Tumor cells are notoriously good at evading the human immune system; they put up physical walls, wear disguises and handcuff the immune system with molecular tricks. Now, UC San Francisco researchers have developed a drug that overcomes some of these barriers, marking cancer cells for destruction by the immune system.
The new therapy, described in Cancer Cell, pulls a mutated version of the protein KRAS to the surface of cancer cells, where the drug-KRAS complex acts as an “eat me” flag. Then, an immunotherapy can coax the immune system to effectively eliminate all cells bearing this flag.
UCSF chemist Kevan Shokat speaks with graduate student Megan Moore in his lab. Photo by Noah Berger
“The immune system already has the potential to recognize mutated KRAS, but it usually can’t find it very well. When we put this marker on the protein, it becomes much easier for the immune system,” said UCSF chemist and Howard Hughes Medical Institute Investigator Kevan Shokat, PhD, who helped lead the new work.
KRAS mutations are found in about one quarter of all tumors, making them one of the most common gene mutations in cancer. Mutated KRAS is also the target of sotorasib, which the Food and Drug Administration (FDA) has given preliminary approval for use in lung cancer, and the two approaches may eventually work well in combination.

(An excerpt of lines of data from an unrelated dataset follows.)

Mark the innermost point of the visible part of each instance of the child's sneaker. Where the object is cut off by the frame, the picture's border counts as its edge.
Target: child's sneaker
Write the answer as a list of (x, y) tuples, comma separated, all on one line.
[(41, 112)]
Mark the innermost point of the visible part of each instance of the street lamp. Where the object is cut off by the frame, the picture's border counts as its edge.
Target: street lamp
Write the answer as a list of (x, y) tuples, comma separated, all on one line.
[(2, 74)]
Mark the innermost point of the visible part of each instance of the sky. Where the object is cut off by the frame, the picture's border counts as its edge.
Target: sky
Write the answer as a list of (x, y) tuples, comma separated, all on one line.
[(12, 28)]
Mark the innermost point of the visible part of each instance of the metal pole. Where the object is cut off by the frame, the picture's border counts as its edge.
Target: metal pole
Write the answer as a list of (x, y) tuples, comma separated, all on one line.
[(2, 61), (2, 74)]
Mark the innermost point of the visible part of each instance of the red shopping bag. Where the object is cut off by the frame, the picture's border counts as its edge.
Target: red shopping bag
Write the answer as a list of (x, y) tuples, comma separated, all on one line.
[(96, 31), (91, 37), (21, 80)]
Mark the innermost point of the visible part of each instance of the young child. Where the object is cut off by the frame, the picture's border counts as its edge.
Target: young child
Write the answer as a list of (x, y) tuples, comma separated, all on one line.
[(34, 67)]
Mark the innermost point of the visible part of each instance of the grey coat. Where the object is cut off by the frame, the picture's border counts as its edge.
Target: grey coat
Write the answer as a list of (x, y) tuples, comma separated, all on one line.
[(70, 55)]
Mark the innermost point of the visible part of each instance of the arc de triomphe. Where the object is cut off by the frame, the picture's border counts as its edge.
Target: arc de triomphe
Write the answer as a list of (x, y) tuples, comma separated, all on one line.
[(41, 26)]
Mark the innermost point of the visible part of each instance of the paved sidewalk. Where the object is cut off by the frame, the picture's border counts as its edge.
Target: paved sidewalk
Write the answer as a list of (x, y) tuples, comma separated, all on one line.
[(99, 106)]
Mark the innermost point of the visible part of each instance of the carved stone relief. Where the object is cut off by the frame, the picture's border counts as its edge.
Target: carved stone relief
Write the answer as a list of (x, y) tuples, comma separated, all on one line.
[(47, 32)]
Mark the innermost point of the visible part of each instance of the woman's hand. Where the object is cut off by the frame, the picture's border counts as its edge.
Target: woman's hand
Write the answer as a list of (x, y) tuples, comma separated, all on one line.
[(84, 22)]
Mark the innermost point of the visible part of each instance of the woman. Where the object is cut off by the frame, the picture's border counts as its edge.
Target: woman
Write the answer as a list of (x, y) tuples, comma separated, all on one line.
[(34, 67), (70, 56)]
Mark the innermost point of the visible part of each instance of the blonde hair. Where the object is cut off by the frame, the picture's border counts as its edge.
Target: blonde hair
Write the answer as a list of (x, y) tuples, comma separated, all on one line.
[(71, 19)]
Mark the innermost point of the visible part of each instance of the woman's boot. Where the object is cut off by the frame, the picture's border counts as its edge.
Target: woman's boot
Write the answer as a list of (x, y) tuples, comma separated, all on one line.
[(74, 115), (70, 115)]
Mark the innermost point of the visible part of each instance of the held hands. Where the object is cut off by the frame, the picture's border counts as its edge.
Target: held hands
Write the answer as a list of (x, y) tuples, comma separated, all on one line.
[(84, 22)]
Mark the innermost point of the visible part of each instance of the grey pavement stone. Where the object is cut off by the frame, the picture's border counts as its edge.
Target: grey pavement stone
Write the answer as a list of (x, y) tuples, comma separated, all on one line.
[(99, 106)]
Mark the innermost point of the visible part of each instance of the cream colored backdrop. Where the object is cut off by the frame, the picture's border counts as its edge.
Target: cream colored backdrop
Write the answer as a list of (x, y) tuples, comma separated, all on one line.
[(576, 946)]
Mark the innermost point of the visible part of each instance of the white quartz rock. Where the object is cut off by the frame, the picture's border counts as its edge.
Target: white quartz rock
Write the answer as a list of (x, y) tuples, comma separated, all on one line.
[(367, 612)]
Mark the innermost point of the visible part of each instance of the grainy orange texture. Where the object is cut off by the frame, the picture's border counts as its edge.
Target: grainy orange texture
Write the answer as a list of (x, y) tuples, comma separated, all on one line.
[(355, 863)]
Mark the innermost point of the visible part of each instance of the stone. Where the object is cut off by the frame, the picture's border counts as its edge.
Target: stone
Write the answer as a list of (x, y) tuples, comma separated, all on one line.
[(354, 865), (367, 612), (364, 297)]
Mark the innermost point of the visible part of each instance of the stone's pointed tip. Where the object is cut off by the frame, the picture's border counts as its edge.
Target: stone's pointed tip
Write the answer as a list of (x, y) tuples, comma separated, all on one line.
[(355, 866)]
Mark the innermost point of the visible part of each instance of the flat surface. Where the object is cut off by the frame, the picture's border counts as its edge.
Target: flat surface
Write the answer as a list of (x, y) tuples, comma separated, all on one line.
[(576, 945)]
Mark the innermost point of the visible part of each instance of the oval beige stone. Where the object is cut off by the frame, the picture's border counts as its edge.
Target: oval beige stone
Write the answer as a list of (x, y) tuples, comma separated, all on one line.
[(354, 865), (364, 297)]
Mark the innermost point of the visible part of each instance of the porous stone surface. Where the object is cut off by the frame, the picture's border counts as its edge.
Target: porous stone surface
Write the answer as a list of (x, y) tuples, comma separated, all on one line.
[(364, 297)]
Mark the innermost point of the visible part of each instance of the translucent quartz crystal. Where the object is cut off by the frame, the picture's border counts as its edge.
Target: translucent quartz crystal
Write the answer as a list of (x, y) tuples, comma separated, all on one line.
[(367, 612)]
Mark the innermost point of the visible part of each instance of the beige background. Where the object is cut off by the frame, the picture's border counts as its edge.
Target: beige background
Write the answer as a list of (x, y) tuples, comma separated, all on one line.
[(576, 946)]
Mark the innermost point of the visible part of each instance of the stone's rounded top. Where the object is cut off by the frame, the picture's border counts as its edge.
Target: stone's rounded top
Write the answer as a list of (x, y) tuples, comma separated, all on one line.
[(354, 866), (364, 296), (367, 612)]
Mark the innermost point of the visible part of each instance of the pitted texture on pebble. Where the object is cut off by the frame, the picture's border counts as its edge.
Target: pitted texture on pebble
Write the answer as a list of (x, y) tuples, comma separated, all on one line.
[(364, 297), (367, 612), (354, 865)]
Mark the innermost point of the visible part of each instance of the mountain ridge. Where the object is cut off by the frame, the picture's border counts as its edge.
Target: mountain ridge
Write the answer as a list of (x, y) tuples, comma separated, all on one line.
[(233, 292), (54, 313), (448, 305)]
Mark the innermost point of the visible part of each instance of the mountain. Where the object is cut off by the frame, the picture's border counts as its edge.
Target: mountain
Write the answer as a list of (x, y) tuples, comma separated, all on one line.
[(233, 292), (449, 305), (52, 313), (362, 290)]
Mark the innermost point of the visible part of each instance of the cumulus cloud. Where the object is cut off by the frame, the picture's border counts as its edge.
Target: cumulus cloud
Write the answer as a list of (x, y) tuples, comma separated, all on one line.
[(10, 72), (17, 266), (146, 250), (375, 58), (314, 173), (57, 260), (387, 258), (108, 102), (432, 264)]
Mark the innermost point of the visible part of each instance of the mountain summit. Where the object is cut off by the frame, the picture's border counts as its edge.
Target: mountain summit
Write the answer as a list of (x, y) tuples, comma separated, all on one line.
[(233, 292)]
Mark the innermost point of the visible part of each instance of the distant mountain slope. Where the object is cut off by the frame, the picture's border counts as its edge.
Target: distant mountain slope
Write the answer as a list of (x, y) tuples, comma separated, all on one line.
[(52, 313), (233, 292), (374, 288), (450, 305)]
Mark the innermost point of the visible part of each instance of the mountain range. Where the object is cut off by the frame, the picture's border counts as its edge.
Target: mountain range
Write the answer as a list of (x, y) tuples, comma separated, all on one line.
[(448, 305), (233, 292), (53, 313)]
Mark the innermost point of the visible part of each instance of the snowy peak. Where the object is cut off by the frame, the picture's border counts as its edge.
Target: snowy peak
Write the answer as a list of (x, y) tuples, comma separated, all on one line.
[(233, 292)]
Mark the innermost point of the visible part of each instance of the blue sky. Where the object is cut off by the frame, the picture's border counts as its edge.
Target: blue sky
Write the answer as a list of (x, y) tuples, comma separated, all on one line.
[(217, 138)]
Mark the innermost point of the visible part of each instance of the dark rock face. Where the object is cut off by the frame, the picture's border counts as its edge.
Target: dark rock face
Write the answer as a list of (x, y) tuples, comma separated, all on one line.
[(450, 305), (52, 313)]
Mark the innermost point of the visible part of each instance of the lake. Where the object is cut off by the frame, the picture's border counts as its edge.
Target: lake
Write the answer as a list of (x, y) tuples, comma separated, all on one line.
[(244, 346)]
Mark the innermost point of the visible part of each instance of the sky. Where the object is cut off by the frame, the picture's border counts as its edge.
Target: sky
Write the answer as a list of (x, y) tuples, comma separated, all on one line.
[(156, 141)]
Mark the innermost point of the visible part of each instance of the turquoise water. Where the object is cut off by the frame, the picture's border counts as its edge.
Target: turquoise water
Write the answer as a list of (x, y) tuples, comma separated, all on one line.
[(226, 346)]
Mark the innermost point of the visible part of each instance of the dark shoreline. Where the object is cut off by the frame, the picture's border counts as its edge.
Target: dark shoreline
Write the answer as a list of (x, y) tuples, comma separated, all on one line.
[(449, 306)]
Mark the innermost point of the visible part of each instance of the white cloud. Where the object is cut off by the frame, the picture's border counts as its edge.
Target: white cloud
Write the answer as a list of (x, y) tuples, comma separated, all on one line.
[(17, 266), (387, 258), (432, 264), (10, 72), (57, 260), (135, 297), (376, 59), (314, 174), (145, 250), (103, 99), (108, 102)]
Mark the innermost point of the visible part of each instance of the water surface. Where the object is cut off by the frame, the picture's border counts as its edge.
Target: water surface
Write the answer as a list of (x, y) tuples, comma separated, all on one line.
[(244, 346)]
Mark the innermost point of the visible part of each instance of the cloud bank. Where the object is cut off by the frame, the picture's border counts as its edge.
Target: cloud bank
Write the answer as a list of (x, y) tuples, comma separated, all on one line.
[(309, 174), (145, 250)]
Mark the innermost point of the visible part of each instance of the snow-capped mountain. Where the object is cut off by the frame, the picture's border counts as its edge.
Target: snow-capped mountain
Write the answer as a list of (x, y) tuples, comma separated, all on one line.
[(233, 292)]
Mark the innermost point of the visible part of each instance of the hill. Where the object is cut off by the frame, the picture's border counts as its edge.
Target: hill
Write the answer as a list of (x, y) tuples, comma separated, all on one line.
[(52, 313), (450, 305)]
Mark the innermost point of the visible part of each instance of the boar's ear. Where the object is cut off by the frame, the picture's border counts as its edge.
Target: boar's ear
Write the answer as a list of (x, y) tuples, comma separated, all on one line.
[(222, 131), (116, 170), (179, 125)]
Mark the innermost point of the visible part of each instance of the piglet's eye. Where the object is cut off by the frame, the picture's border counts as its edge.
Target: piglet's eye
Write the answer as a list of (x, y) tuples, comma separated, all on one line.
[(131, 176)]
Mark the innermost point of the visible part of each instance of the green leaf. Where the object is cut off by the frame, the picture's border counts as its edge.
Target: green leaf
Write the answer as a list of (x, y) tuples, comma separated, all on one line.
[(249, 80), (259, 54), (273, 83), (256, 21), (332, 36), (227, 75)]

“It’s exciting to have a new strategy leveraging the immune system that we can combine with targeted KRAS drugs,” said Charles Craik, PhD, a lead study author and professor of pharmaceutical chemistry at UCSF. “We suspect that this could lead to deeper and longer responses for cancer patients.”
Turning Cancer Markers Inside Out
The immune system typically recognizes foreign cells because of unusual proteins that jut out of their surfaces. But when it comes to cancer cells, there are few unique proteins found on their outsides. Instead, most proteins that differentiate tumor cells from healthy cells are inside the cells, where the immune system can’t detect them.